🤖 AI Summary
Enhancing the naturalness and compliance of human–robot interaction (HRI) remains challenging, particularly in achieving human-like multimodal coordination dynamics observed in human–human interaction (HHI).
Method: We propose an HMM-prior-driven variational autoencoder (HMM-VAE), the first to integrate a hidden Markov model as a structural prior over the VAE latent space for joint modeling of bidirectional interaction. Our framework jointly learns task-space reachability constraints and joint-space motion dynamics, and introduces HMM-segmentation-guided dynamic stiffness modulation for compliant contact control.

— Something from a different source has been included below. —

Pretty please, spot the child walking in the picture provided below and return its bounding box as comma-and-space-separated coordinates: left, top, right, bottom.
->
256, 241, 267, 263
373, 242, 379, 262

Contribution/Results: Trained solely on dyadic HHI data, the method generalizes effectively to diverse human partners without robot-specific retraining. Experiments on a humanoid robot demonstrate robust real-time performance. User studies confirm that generated motions are significantly more human-like, exhibit faster and more accurate responsiveness, and achieve substantially higher subjective preference ratings compared to baseline approaches.
📝 Abstract
This article presents a method for learning well-coordinated Human-Robot Interaction (HRI) from Human-Human Interactions (HHI). We devise a hybrid approach using Hidden Markov Models (HMMs) as the latent space priors for a Variational Autoencoder to model a joint distribution over the interacting agents. We leverage the interaction dynamics learned from HHI to learn HRI and incorporate the conditional generation of robot motions from human observations into the training, thereby predicting more accurate robot trajectories. The generated robot motions are further adapted with Inverse Kinematics to ensure the desired physical proximity with a human, combining the ease of joint space learning and accurate task space reachability. For contact-rich interactions, we modulate the robot's stiffness using HMM segmentation for a compliant interaction. We verify the effectiveness of our approach deployed on a Humanoid robot via a user study. Our method generalizes well to various humans despite being trained on data from just two humans. We find that Users perceive our method as more human-like, timely, and accurate and rank our method with a higher degree of preference over other baselines.